My first question to  her was the purpose for which she had borrowed in the past. It was for investments/business. My advice was that she should keep saving with the SACCO, and if she needs to buy land, she is better off getting a SACCO loan to buy it, than liquidating her savings for this purpose, in the hope that she’d build the savings up once more. I gave her this advice for several reasons:

  1. Once you deplete your savings (especially if the savings are substantial), it is psychologically very hard to start from zero and build your nest egg once more. This is because in our minds, long term saving tends to be optional, something we do when we do not have exciting, risky things to do with our money at the moment. A loan on the other hand, has to be paid off, so we prioritize it. I frankly consider the 12% interest on SACCO loans a small price to pay, when I consider the risk of using up savings I’ve set aside for long-term use, in hope that I’ll refund the cash slowly over time. Remember, unless you are super wealthy, personal finance has a lot to do with psychology, and techniques that keep you motivated.
  2. The real interest rate of a SACCO loan is even lower than 12%, compared to bank loans which can easily be double the rate. Why do I say this? Every year, depending on the performance of the SACCO, you are likely to get 6-10% of your savings as a dividend. This actually significantly lowers the effective interest rate at which you have borrowed, depending on the amount of the loan relative to the quantity of your shares. On the converse, you would need to own a lot of shares in a bank, for the minuscule dividend payout to significantly alter the interest you would be paying on a bank loan.
  3. Repaying a SACCO loan builds your savings. This again plays into the first point about psychology. When you are repaying a SACCO loan, you have to still contribute towards your savings account in the SACCO. Some SACCOs even place a limit – the last time I checked, my SACCO required you to keep saving 2/3rds of your average savings for the  6 months after taking a loan.  This is  unlike taking a bank loan where the burden of the loan repayment leaves you too psychologically depleted to “give” the bank additional money as savings.
  4. You have a say on how the SACCO is run. I am not great at this, but I love that as SACCO shareholders, you get to participate in meetings, and also elect committee members who are accountable to you. One of my new year decisions is to start participating more in my SACCO.
  5. A SACCO will loan you money even if you leave employment, as long as you can demonstrate ability to repay. A bank will not, unless you have an asset to give as collateral, and even then, they can easily assess and declare that you do not have the ability to repay your loan. For those with entrepreneurial dreams, it helps to build substantial credit at the SACCO.

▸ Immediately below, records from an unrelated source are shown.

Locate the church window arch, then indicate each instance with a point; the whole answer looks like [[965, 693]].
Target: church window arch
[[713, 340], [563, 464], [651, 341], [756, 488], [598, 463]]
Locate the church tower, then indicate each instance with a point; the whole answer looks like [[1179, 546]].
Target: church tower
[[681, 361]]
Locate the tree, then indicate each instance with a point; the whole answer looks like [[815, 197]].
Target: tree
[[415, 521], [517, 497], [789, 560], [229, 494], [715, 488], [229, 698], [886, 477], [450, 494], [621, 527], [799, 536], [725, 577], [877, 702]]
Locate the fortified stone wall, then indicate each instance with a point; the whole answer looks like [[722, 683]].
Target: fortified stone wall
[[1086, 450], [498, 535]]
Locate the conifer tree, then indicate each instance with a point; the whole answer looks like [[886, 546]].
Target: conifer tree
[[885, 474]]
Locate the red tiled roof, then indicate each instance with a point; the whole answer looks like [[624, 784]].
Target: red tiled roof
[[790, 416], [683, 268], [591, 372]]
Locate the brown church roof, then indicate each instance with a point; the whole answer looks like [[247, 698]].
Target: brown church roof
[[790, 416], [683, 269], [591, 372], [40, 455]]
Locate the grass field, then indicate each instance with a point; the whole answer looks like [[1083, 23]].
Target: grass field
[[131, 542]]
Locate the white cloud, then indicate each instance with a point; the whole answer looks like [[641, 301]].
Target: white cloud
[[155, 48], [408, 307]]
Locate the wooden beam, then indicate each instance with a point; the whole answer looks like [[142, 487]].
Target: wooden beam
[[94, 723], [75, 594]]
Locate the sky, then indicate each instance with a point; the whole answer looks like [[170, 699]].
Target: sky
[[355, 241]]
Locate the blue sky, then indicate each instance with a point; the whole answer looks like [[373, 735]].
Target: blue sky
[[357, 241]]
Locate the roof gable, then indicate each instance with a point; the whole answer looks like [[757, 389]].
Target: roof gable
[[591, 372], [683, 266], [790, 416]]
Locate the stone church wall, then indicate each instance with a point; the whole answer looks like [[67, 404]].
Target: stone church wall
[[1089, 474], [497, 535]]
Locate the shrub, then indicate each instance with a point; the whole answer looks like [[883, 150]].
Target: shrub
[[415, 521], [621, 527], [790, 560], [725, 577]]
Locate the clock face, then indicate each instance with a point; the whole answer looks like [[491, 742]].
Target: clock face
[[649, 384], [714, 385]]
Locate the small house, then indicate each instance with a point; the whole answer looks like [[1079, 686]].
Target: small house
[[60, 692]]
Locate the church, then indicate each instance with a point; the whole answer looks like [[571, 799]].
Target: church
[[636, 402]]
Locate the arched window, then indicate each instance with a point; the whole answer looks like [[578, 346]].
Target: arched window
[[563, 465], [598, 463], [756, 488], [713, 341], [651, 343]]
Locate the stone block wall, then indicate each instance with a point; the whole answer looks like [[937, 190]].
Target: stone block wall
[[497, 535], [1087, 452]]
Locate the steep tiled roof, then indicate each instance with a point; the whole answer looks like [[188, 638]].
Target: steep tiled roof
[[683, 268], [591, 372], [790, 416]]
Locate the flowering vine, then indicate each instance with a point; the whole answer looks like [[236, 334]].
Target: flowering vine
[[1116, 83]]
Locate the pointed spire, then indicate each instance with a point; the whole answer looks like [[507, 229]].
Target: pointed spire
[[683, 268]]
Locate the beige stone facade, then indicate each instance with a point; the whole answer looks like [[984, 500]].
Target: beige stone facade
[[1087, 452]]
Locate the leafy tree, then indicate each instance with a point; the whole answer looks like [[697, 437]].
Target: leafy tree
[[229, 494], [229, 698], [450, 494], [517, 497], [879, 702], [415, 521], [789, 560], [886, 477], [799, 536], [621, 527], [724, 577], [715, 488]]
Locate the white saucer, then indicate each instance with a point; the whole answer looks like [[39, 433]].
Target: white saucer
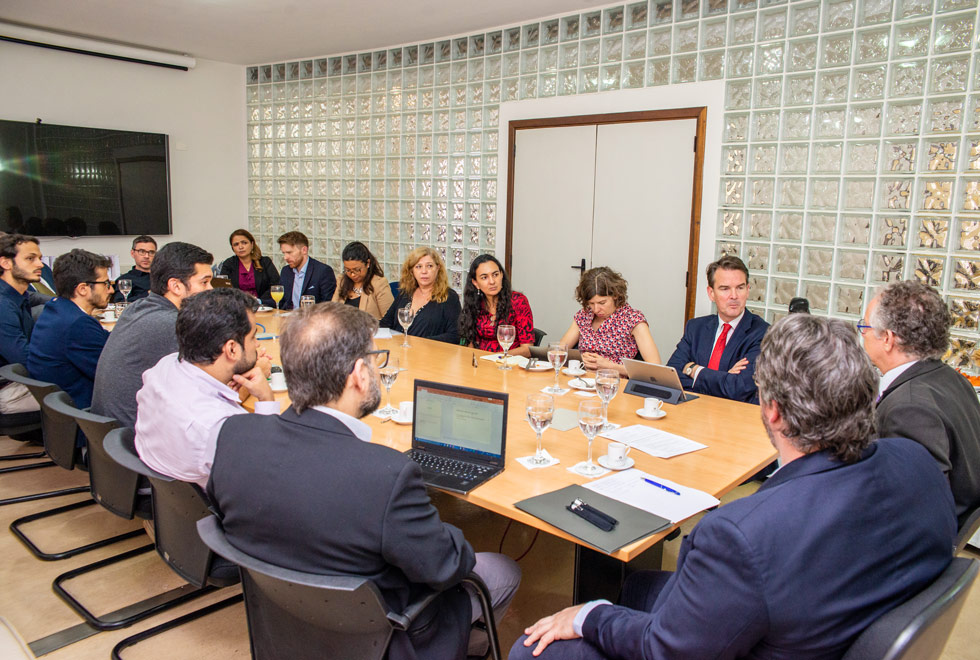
[[604, 462], [645, 415]]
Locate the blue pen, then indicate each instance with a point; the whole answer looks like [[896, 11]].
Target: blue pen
[[666, 488]]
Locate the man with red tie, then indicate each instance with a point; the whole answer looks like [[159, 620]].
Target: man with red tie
[[717, 353]]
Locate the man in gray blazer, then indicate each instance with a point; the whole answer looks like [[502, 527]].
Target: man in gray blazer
[[906, 331]]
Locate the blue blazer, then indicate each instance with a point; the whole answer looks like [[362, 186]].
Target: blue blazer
[[800, 568], [320, 283], [696, 346]]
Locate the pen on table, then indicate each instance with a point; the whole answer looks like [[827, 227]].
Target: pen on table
[[666, 488]]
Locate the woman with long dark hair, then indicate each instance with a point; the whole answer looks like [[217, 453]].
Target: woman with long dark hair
[[248, 270], [363, 284], [488, 302]]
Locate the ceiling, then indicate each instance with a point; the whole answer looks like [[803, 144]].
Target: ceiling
[[260, 31]]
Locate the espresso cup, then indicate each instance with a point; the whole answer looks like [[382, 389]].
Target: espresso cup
[[617, 453]]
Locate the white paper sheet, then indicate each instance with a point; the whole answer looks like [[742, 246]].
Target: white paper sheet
[[628, 486]]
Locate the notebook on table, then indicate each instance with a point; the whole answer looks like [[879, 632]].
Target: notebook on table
[[459, 435]]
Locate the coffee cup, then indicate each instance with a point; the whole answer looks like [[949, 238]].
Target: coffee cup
[[617, 453], [652, 406]]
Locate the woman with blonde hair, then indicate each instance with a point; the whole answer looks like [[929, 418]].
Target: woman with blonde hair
[[424, 285]]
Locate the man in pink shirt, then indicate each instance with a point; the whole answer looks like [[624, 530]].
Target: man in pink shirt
[[187, 395]]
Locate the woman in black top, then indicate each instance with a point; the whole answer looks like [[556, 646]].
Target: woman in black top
[[425, 286], [248, 270]]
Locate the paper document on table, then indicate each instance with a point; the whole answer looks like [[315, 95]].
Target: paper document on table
[[653, 441], [630, 487]]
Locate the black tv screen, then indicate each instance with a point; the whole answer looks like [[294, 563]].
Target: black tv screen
[[74, 181]]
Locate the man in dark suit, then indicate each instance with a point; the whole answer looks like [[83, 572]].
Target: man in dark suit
[[303, 275], [906, 331], [847, 529], [308, 491], [717, 353]]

Should I save in my SACCO for eternity?

I don’t think you should. My strategy is to set a goal. Say, I want to one day be able to borrow Kshs 12 million from my SACCO in 5 years when I decide to develop my ka-plot (every Kenyan has a ka-plot right? 😀 ), It means I want to have saved up at least Kshs 3 million by then, because my SACCO loans us up to 4 times our savings.  Once I get to that amount, then I can ease up and continue saving just the nominal Kshs 1,000 a month, then redirect my savings to other pursuits.